Whether scrolling through Instagram, walking down the High Street, or exploring high-end luxury brands, you’ve probably encountered the aesthetic brilliance of leopard print. It is a timeless fashion trend, and yet its visibility in the wild is rapidly disappearing.
The leopard (Panthera pardus) has vanished from more than 75% of its historical habitat. Two of its nine subspecies are classified as Endangered, and three others as Critically Endangered. This highly charismatic species is more vulnerable than believed, which is dismally ironic as the demand for fashion items replicating their pattern continue to soar – but what if the fashion industry could play a role in helping to reverse the plight of the leopard?
Research led by Dr Caroline Good of Oxford University’s Wildlife Conservation Research Unit (WildCRU) explored in a new paper the global interest in leopard print, evaluating whether this interest is associated with an interest in leopards themselves, and if this could be transformed into opportunities for conservation.
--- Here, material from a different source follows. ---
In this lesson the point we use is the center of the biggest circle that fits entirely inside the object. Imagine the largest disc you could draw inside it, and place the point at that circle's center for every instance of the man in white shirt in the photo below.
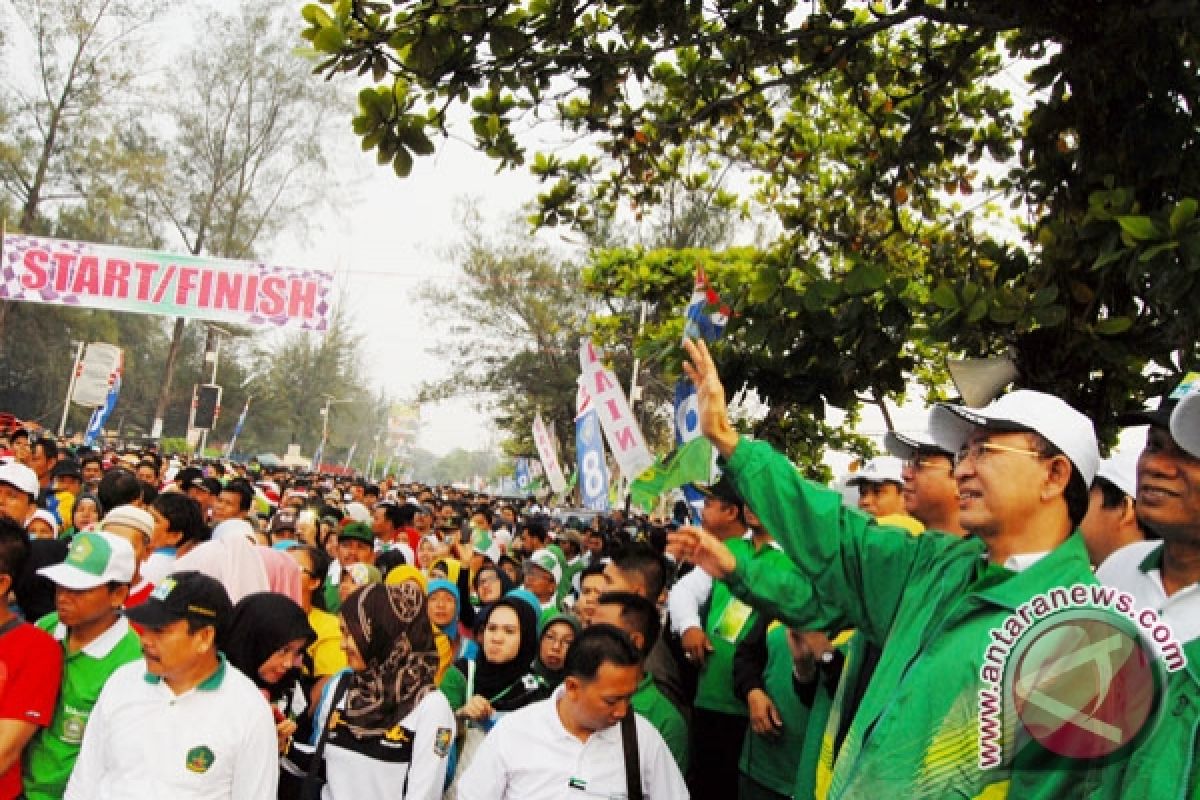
(570, 745)
(180, 723)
Global interest in leopard print fashion was quantified by analysing data from Google activity, news outlets, and social media. The results showed that in traditional news media, less than 2% of mentions of leopard print were associated with the leopard’s conservation status. While there are over 2 million Instagram posts with the hashtag leopardprint, there is little evidence that these posts foster conversations about real-life leopards or the sixth mass extinction the planet is currently facing.
But maybe the chasm between the public interest for leopard print fashion and the conservation of the leopards themselves could be bridged to make the relationship mutually beneficial. Implementing “species royalties”, whereby a payment is made to conservation initiatives for the privilege of using leopard print (and other animal symbolism) for commercial purposes, could revolutionise conservation funding and enhance the cultural conscience of economic policy.
Today’s consumer is becoming more environmentally minded and this has put strain on the evolution of the fashion industry to focus on ethics over profit. If a species royalty were implemented, wearing leopard-print would not only be a fashion statement, but a statement of having contributed to the species’ conservation.
Professor David Macdonald, Director of WildCRU, identified the leopard as a potential “ambassador species” meaning it is a species that is “effective at generating attention for wider biodiversity within their distribution”. A practical means to secure funding to save the leopard therefore also has the potential to save the species that share its habitats.
Whilst there are potential challenges to implementing a species royalty, overcoming which would require the collaboration of multiple sectors, the benefits that could arise from such a scheme means that this idea should not be ignored.
Leopards cannot change their spots, but the fashion industry can help change their future.